In culture after culture, people believe that the soul lives on after death, that rituals can change the physical world and divine the truth, and that illness and misfortune are caused and alleviated by spirits, ghosts, saints ... and gods.

STEVEN PINKER, How the Mind Works

Sunday, October 14, 2012

Death and the Twentieth Century

Death has become one of the great taboos of the twentieth century. At the most basic level, the level of sustenance, we do our best to hide from ourselves (and certainly from our children) the harsh facts about fried chicken, hamburgers, and bacon. A pet, too old and frail to live much longer, is "put to sleep." At the human level, we are even more isolated from the one final act that we must all experience. Few people die at home. Funeral "homes" turn the act of mourning a "departed" loved one into a sanitized reunion of family and friends. The deceased are not "dead," they have merely "passed on." Euphemisms proliferate.

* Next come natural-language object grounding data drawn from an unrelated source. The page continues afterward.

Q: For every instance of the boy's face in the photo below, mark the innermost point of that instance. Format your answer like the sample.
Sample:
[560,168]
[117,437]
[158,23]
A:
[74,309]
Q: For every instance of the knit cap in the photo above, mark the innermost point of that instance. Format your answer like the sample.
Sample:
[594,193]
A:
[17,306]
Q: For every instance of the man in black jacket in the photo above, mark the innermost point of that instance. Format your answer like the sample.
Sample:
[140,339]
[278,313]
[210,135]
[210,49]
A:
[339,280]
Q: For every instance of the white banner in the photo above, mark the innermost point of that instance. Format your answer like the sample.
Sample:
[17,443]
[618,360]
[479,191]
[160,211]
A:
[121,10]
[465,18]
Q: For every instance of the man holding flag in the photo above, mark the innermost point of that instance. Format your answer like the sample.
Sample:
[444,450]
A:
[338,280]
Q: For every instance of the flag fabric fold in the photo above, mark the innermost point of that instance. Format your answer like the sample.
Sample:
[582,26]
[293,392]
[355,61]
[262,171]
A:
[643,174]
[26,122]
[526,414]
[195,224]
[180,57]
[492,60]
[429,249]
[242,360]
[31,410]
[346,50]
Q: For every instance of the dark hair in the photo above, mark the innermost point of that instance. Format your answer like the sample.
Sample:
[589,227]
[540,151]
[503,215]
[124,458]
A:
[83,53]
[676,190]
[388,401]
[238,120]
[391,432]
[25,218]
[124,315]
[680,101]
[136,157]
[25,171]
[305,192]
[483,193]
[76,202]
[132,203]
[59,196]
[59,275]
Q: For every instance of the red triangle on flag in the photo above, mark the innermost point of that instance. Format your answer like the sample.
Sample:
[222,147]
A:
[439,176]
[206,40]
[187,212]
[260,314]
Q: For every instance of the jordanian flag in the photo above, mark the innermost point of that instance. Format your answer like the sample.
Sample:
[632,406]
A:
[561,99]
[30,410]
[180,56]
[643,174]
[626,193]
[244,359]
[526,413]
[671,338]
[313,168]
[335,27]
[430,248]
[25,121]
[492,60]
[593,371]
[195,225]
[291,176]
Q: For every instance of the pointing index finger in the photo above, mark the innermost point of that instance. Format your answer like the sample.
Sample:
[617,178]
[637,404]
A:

It has not always been so. Our forebears, young and old alike, frequently witnessed the slaughter of animals (or their capture by predators), and they were not spared the reality of human death. They could not avoid this reality, but they could laugh at it.
Laughter is one of humankind's most basic defense mechanisms. Even in the face of death, we can show our resolve and demonstrate our last bastion of control by doing the unexpected: laughing. Gallows humor, in one form or another, permeates pre-industrial European folklore, even making its way into children's nursery tales and rhymes. Indeed, some critics have claimed that traditional nursery rhymes are preoccupied with death and violence and have hence urged that they be rewritten for a more humane and enlightened era. Consider the following catalog of horrors ostensibly found in traditional children's rhymes by Geoffrey Handley-Taylor, writing in 1952:

The average collection of 200 traditional nursery rhymes contains approximately 100 rhymes which personify all that is glorious and ideal for the child. Unfortunately, the remaining 100 rhymes harbor unsavory elements. The incidents listed below occur in the average collection and may be accepted as a reasonably conservative estimate based on a general survey of this type of literature.
  • 8 allusions to murder (unclassified),
  • 2 cases of choking to death,
  • 1 case of cutting a human being in half,
  • 1 case of decapitation,
  • 1 case of death by squeezing,
  • 1 case of death by shriveling,
  • 1 case of death by starvation,
  • 1 case of boiling to death,
  • 1 case of death by hanging,
  • 1 case of death by drowning,
  • 4 cases of killing domestic animals,
  • 1 case of body snatching,
  • 21 cases of death (unclassified),
  • 7 cases relating to the severing of limbs,
  • 1 case of the desire to have a limb severed,
  • 2 cases of self-inflicted injury,
  • 4 cases relating to the breaking of limbs,
  • 1 allusion to a bleeding heart,
  • 1 case of devouring human flesh,
  • 5 threats of death,
  • 1 case of kidnapping,
  • 12 cases of torment and cruelty to human beings and animals,
  • 8 cases of whipping and lashing,
  • 3 allusions to blood,
  • 14 cases of stealing and general dishonesty,
  • 15 allusions to maimed human beings and animals,
  • 1 allusion to undertakers,
  • 2 allusions to graves,
  • 23 cases of physical violence (unclassified),
  • 1 case of lunacy,
  • 16 allusions to misery and sorrow,
  • 1 case of drunkenness,
  • 4 cases of cursing,
  • 1 allusion to marriage as a form of death,
  • 1 case of scorning the blind,
  • 1 case of scorning prayer,
  • 9 cases of children being lost or abandoned,
  • 2 cases of house burning,
  • 9 allusions to poverty and want,
  • 5 allusions to quarreling,
  • 2 cases of unlawful imprisonment,
  • 2 cases of racial discrimination.
  • Expressions of fear, weeping, moans of anguish, biting, pain and evidence of supreme selfishness may be found in almost every other page.